The Chi-Squared Distribution

Probability Theory

chi-squared

variance

goodness-of-fit

Sum of squared independent standard normals; foundation of chi-squared tests and ANOVA

Published

April 17, 2026

Introduction

The chi-squared distribution arises as the sum of squared independent standard normal random variables. It is the sampling distribution of the sample variance under normality, the reference distribution for goodness-of-fit and contingency tests, and a key ingredient in the F distribution used throughout ANOVA.

Prerequisites

Normal distribution, basic calculus.

Theory

If \(Z_1, \ldots, Z_k\) are iid standard normal, then

\[Q = \sum_{i=1}^k Z_i^2 \sim \chi^2_k.\]

The parameter \(k\) is the degrees of freedom. The PDF is

\[f(x) = \frac{1}{2^{k/2} \Gamma(k/2)} x^{k/2 - 1} e^{-x/2}, \qquad x > 0.\]

Moments: \(E[Q] = k\), \(\mathrm{Var}(Q) = 2k\).

Sum property: if \(Q_1 \sim \chi^2_{k_1}\) and \(Q_2 \sim \chi^2_{k_2}\) are independent, then \(Q_1 + Q_2 \sim \chi^2_{k_1 + k_2}\).

Sample variance: for iid normal \(X_1, \ldots, X_n\) with variance \(\sigma^2\),

\[\frac{(n - 1) s^2}{\sigma^2} \sim \chi^2_{n - 1}.\]

This is the basis of confidence intervals for a normal variance.

Large-df behaviour: \(\chi^2_k\) is approximately normal for large \(k\) (by the CLT applied to the sum of squared normals).

Assumptions

For the sample-variance result: iid normal observations.
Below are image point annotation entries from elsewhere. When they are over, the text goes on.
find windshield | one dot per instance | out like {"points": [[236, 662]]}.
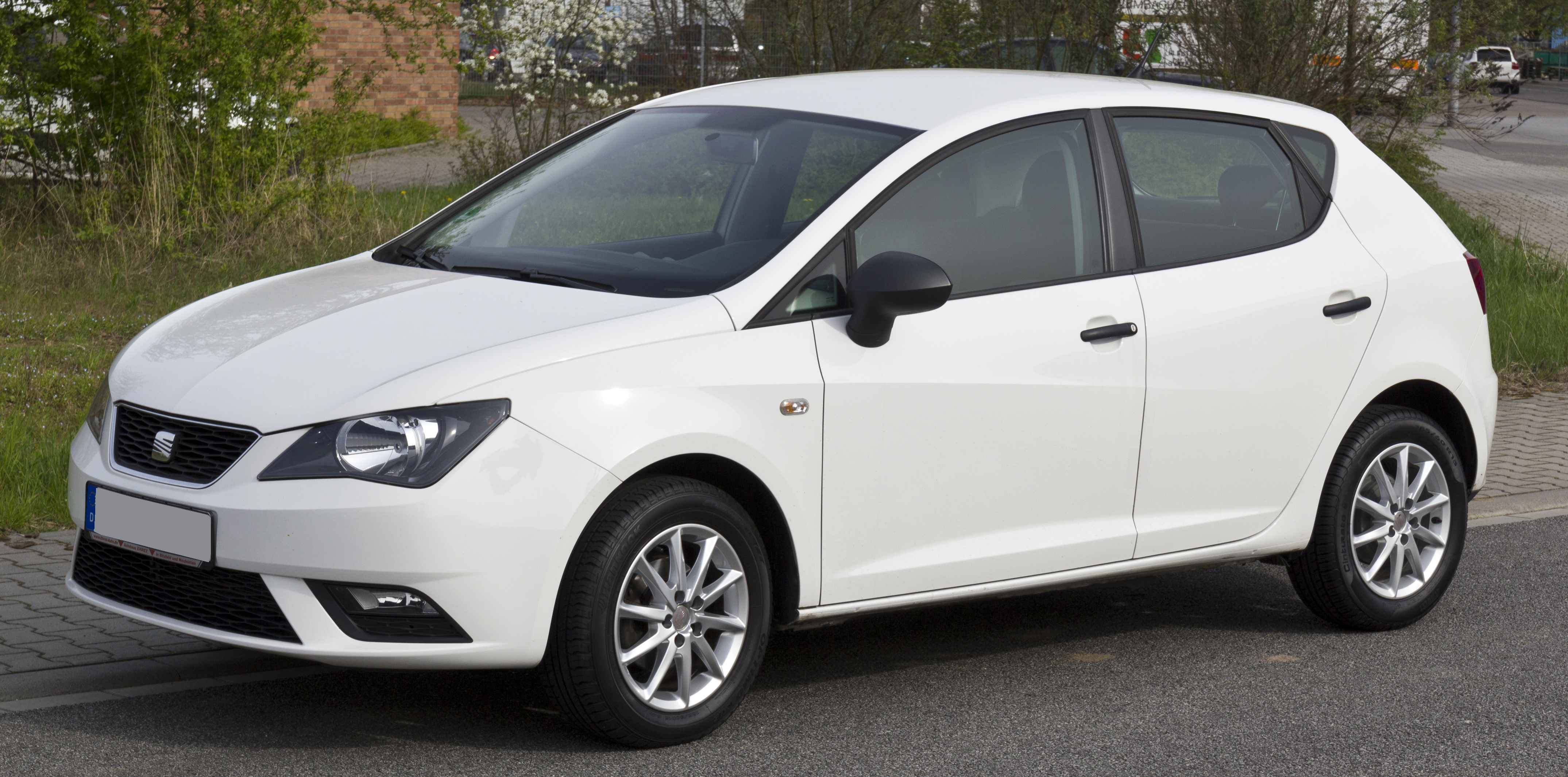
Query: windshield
{"points": [[664, 203]]}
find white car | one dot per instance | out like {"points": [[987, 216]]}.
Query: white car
{"points": [[1498, 65], [780, 353]]}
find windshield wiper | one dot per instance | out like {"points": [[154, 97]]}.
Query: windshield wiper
{"points": [[534, 276], [416, 258]]}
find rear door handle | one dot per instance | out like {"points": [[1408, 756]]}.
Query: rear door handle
{"points": [[1106, 333], [1355, 306]]}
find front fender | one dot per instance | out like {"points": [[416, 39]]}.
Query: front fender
{"points": [[716, 394]]}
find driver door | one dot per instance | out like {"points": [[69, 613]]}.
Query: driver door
{"points": [[987, 441]]}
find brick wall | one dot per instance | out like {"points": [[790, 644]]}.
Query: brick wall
{"points": [[358, 41]]}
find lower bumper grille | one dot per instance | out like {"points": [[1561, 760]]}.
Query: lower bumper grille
{"points": [[220, 599]]}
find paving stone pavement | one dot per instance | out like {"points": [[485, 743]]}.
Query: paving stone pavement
{"points": [[1529, 450], [45, 627], [1531, 200]]}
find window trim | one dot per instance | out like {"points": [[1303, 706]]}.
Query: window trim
{"points": [[1324, 187], [847, 234], [1301, 171], [816, 261]]}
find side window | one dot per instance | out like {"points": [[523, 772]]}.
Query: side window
{"points": [[821, 290], [1318, 150], [1009, 210], [1208, 189]]}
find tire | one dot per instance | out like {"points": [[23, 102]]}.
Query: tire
{"points": [[709, 651], [1346, 583]]}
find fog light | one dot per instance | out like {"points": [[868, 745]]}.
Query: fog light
{"points": [[386, 615], [388, 602]]}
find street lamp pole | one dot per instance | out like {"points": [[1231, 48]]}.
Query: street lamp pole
{"points": [[1454, 66]]}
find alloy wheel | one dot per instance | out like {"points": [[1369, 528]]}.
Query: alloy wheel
{"points": [[681, 618], [1399, 527]]}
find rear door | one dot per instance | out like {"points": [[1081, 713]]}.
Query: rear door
{"points": [[1247, 363]]}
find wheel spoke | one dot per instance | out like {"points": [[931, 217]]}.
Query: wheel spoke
{"points": [[648, 643], [667, 657], [706, 654], [1437, 500], [1396, 566], [700, 566], [1377, 563], [1382, 511], [1370, 536], [656, 582], [1404, 475], [1421, 482], [684, 674], [644, 613], [734, 626], [1430, 538], [1413, 558], [676, 561], [730, 579], [1385, 486]]}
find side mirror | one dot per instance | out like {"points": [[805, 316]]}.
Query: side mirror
{"points": [[890, 286]]}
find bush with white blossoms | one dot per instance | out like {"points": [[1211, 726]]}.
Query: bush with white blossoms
{"points": [[562, 65]]}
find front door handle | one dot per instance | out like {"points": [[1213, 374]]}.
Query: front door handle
{"points": [[1108, 333], [1355, 306]]}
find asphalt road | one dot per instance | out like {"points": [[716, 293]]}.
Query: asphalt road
{"points": [[1205, 673], [1544, 135]]}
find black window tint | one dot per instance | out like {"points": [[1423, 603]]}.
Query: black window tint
{"points": [[821, 290], [1011, 210], [1318, 150], [1206, 189]]}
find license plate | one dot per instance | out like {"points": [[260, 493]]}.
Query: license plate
{"points": [[150, 527]]}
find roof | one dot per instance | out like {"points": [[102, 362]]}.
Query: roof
{"points": [[926, 98]]}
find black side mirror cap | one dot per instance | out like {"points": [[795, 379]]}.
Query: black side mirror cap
{"points": [[890, 286]]}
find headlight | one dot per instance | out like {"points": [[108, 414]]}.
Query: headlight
{"points": [[98, 411], [402, 447]]}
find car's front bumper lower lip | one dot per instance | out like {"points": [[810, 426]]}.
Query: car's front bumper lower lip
{"points": [[485, 542]]}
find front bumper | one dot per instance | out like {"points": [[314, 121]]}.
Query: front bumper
{"points": [[488, 544]]}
For the goodness-of-fit approximation in chi-squared tests: independent observations and large enough expected cell counts.

R Implementation

k <- 5

# PDF and CDF
x <- seq(0, 20, length.out = 400)
plot(x, dchisq(x, df = k), type = "l", col = "#2A9D8F", lwd = 2,
     main = paste("Chi-squared,", k, "df"), ylab = "f(x)")

# Moments
c(theoretical_mean = k, theoretical_var = 2 * k,
  empirical_mean   = mean(rchisq(1e5, k)),
  empirical_var    = var(rchisq(1e5, k)))

# Verify: sum of k squared standard normals
n <- 1e5
Q_direct <- rchisq(n, df = k)
Q_from_normals <- rowSums(matrix(rnorm(n * k), n, k)^2)
c(mean_direct = mean(Q_direct), mean_from_normals = mean(Q_from_normals))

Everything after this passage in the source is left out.